Taiwan International Graduate Program in Molecular Medicine, National Yang-Ming University and Academia Sinica, Taipei, Taiwan.
Institute of Biomedical Sciences, Academia Sinica, Taipei, Taiwan.
Sci Rep. 2018 Jun 20;8(1):9413. doi: 10.1038/s41598-018-27717-2.
Activation induced cytidine deaminase (AID) in germinal center B cells introduces somatic DNA mutations in transcribed immunoglobulin genes to increase antibody diversity. Ectopic expression of AID coupled with selection has been successfully employed to develop proteins with desirable properties. However, this process is laborious and time consuming because many rounds of selection are typically required to isolate the target proteins. AID expression can also adversely affect cell viability due to off target mutagenesis. Here we compared stable and transient expression of AID mutants with different catalytic activities to determine conditions for maximum accumulation of mutations with minimal toxicity. We find that transient (3-5 days) expression of an AID upmutant in the presence of selection pressure could induce a high rate of mutagenesis in reporter genes without affecting cells growth and expansion. Our findings may help improve protein evolution by ectopic expression of AID and other enzymes that can induce DNA mutations.

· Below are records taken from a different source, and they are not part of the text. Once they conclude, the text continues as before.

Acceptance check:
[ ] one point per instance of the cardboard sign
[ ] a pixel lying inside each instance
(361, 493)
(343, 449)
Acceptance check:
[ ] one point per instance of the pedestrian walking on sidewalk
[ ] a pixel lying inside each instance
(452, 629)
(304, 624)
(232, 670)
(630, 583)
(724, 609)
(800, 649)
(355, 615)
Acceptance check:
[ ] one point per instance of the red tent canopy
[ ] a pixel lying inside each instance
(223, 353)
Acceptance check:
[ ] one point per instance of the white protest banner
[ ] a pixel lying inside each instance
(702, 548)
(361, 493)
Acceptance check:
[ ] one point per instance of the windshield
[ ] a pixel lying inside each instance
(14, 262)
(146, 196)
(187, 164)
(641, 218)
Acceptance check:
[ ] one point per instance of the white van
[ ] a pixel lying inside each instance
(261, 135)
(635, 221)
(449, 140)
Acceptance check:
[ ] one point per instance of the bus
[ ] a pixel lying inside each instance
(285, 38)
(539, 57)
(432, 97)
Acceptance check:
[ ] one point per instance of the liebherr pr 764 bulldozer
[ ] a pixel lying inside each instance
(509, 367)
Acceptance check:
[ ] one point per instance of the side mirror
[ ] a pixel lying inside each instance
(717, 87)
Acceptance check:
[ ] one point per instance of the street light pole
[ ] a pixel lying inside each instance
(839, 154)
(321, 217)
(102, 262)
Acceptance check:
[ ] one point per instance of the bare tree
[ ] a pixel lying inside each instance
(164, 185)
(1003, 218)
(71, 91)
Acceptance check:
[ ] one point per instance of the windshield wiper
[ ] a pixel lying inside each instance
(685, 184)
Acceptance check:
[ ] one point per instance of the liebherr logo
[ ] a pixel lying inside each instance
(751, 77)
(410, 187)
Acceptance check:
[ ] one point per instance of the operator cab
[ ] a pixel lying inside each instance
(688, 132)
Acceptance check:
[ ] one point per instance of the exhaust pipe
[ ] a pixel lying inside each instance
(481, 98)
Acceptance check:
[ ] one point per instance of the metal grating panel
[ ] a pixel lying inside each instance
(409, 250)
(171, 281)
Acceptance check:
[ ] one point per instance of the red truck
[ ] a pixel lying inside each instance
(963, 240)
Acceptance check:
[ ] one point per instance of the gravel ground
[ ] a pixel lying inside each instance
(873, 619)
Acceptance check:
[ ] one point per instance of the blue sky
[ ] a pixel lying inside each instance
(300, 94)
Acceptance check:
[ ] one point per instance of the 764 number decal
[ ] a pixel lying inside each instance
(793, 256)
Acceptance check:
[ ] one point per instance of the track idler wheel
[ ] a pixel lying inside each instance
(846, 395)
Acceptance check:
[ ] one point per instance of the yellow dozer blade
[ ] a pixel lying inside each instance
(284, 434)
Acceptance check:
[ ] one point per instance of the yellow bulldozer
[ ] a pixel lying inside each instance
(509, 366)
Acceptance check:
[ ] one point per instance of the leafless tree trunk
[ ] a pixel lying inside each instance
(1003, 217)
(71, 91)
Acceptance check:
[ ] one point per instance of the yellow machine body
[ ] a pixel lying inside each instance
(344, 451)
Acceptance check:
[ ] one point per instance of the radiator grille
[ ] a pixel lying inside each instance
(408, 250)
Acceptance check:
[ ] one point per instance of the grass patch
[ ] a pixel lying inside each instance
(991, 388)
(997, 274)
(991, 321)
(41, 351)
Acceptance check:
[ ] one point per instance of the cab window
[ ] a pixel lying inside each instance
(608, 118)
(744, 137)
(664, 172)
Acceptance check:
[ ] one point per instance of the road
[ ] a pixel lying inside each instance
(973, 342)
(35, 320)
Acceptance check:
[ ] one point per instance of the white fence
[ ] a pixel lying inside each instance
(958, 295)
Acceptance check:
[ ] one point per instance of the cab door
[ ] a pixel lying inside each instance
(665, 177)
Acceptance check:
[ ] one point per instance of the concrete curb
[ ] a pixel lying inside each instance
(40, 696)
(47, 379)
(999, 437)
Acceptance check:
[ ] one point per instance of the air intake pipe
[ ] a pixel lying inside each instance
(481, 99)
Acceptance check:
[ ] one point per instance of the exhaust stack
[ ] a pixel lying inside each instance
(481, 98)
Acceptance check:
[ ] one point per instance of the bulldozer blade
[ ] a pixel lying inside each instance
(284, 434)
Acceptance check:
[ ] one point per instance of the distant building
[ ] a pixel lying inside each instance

激活诱导胞嘧啶脱氨酶(AID)在生发中心 B 细胞中引入转录免疫球蛋白基因的体细胞 DNA 突变,以增加抗体多样性。异位表达 AID 并结合选择已成功用于开发具有理想特性的蛋白质。然而,这个过程很费力且耗时,因为通常需要多轮选择才能分离出目标蛋白质。由于脱靶突变,AID 的表达也会对细胞活力产生不利影响。在这里,我们比较了具有不同催化活性的 AID 突变体的稳定和瞬时表达,以确定在最小毒性下最大积累突变的条件。我们发现,在选择压力下,瞬时(3-5 天)表达 AID 上突变体可以在不影响细胞生长和扩增的情况下,在报告基因中诱导高突变率。我们的发现可能有助于通过异位表达 AID 和其他可以诱导 DNA 突变的酶来改进蛋白质进化。